7. Plywood will take on a set if it is distorted and held in the distorted shape for a few hours. If it won’t pull all the way into the shape that you need, don’t force it too far, you will break it. Pull it in with clamps, levers and Spanish windlass as far as it will go, then leave it. If you were to unclamp it a day later, you would find that it doesn’t want to lie flat because it will have taken on a considerable amount of the bend due to stretching/compressing of the wood. Instead, go back two or three times in 24 hours and pull it in some more. Eventually you should be able to pull it all the way to where you want it.
8. If you do have a long panel that you want to skin in one large piece for some reason, don’t start by gluing the easy end first then working toward the twisted end. That will almost guarantee that you will use some choice words along the way and have to use a lot of brute force to pull in that difficult end. Instead, glue the twisted end first then gradually pull in the twist by working along the panel toward the easy end. Also, don’t just dive in and start gluing the panel in place before you have tested it for proper fit. That needs you to clamp it against the framing at the twisted end first and gradually pull it in and adjust the position as needed until it fits properly.

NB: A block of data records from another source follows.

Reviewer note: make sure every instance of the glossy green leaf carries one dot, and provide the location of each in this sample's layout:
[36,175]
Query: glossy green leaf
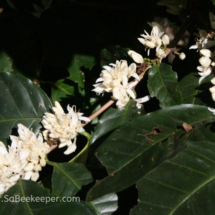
[213,1]
[113,53]
[114,118]
[194,93]
[78,66]
[107,204]
[133,148]
[36,200]
[68,178]
[5,62]
[162,84]
[22,101]
[182,185]
[61,89]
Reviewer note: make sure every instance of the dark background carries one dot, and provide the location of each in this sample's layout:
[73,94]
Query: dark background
[42,44]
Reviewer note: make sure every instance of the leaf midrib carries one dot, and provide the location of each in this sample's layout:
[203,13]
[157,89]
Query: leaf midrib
[19,119]
[154,144]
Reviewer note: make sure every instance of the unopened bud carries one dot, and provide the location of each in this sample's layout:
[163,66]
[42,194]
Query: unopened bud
[213,96]
[213,64]
[213,81]
[203,33]
[205,61]
[206,52]
[160,53]
[150,45]
[182,56]
[135,56]
[212,19]
[165,39]
[212,89]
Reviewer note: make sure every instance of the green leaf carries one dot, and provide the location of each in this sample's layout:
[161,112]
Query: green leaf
[107,204]
[78,66]
[5,62]
[39,201]
[61,89]
[113,53]
[82,156]
[162,83]
[133,148]
[182,185]
[194,93]
[213,1]
[114,118]
[68,178]
[22,101]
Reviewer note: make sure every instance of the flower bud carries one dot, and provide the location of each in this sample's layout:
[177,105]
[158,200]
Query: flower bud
[182,56]
[213,96]
[150,45]
[29,167]
[212,19]
[135,56]
[160,53]
[213,81]
[213,64]
[206,52]
[165,39]
[205,61]
[212,89]
[203,33]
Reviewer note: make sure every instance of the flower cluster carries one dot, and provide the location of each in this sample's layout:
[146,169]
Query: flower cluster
[114,78]
[23,159]
[204,42]
[174,6]
[212,89]
[157,40]
[206,63]
[63,127]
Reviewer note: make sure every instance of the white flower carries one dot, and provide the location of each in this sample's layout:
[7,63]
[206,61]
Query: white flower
[213,81]
[212,20]
[203,42]
[212,89]
[182,56]
[204,72]
[206,53]
[165,39]
[31,149]
[205,61]
[212,110]
[160,53]
[11,168]
[112,77]
[135,56]
[63,127]
[153,40]
[123,93]
[141,100]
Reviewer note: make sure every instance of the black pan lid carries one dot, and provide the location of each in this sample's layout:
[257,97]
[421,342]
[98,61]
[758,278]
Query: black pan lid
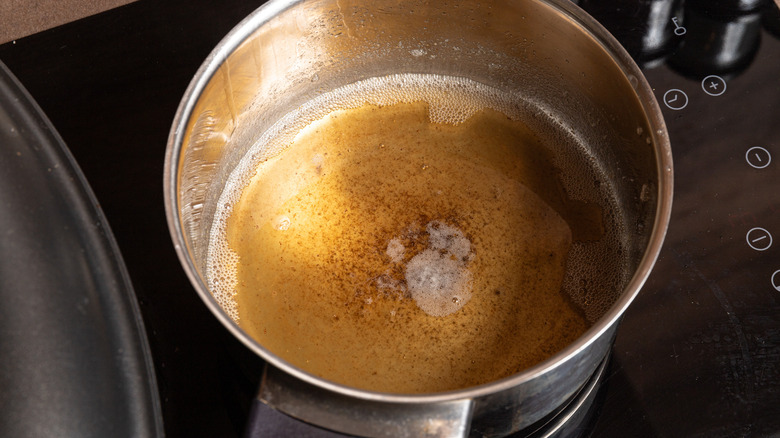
[74,359]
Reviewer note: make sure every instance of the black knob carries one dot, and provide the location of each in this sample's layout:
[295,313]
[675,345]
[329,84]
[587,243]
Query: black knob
[717,42]
[645,28]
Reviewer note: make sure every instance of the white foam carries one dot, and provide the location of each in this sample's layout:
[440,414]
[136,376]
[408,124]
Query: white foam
[395,250]
[440,285]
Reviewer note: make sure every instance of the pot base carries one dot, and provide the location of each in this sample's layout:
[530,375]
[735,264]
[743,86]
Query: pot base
[571,419]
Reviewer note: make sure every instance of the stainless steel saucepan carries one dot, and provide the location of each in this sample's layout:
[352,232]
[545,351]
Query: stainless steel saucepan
[563,63]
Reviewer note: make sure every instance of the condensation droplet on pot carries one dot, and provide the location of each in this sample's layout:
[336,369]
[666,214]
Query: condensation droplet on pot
[633,80]
[644,194]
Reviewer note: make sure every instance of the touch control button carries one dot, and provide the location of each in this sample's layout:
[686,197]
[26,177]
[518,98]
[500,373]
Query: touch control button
[675,99]
[759,239]
[758,157]
[713,85]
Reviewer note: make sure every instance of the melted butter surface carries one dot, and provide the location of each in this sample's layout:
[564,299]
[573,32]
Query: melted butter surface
[327,230]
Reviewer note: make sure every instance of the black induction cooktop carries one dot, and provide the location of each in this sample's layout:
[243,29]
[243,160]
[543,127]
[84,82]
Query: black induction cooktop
[698,352]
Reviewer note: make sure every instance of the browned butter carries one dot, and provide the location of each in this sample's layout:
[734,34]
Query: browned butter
[389,253]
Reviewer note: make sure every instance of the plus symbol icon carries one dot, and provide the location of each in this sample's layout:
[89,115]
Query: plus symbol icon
[713,85]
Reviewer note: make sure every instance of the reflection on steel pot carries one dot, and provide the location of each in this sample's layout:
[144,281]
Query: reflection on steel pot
[592,182]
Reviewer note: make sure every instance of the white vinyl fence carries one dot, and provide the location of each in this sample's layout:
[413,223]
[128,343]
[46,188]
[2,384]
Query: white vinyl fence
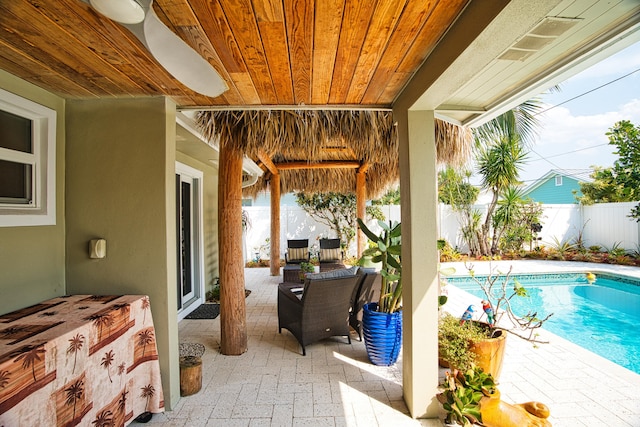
[606,225]
[295,223]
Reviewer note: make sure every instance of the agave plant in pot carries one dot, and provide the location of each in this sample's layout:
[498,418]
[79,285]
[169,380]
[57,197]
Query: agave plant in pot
[382,320]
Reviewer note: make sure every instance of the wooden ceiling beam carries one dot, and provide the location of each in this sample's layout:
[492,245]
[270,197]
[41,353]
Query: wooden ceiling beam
[336,164]
[266,160]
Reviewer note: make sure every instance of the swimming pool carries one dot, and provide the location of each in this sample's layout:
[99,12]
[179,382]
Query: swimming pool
[602,317]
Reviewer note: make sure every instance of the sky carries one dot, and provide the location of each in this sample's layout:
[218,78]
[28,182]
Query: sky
[572,134]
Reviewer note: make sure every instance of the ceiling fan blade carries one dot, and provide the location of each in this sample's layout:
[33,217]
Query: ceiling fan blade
[179,59]
[175,56]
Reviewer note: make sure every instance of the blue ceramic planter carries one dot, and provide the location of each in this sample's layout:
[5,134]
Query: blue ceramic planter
[382,335]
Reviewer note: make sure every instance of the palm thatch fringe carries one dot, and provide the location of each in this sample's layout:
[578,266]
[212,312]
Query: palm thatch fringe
[315,136]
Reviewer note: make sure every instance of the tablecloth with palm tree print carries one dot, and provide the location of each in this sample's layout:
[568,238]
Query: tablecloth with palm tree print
[79,360]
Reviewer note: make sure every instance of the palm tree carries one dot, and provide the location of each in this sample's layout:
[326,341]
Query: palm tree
[148,392]
[501,148]
[499,165]
[74,393]
[107,360]
[103,419]
[75,345]
[144,338]
[4,378]
[30,357]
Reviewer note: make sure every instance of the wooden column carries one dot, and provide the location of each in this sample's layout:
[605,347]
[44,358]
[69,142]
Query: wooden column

Then leave it there for a few days, wetting/heating occasionally so that it can relax into the shape that you need.
9. Plywood that is twisted diagonally will bulge outward, due to the conical/cylindrical forms adopted by sheet materials. This extra hull volume may be desirable for some boats, like planing powerboats. For other boat types that extra volume may not be desirable, for performance reasons. Running a stringer or two through the bulkheads/frames will add strength and rigidity to the panel and will also allow the builder to pull the panel inward against the frames with screws, to glue it to the stringer/s. This makes a finer bow, with smaller bow wave, improved wave penetration and greater speed.
If you are building a boat that has a skin panel that has a large amount of twist that is mostly concentrated in one area then you are almost certain to need one or more of these methods to get the plywood to conform to the hull shape. You can combine various methods from the list, to supercharge the process. Softening with water/heat or steam, combined with kerfs and fitting narrow sheets will allow plywood to take on considerable twist.
Once you have managed to pull that panel and its partner on the other side of the boat to the form that you need and they will hold most of the twist when released, then it is time to glue them into place. Don’t consider getting one side done and glued in place before starting to twist the other side, you will seriously limit your options for clamping any edges where the two panels meet. You will also load the framework on one side and possibly pull it out of alignment so that the completed boat is asymmetrical. It is best to prepare the one side then set it aside while you prepare the other side, then glue both on in parallel. These processes take time but it is better to take your time than to rush it, then have to deep-six the panel.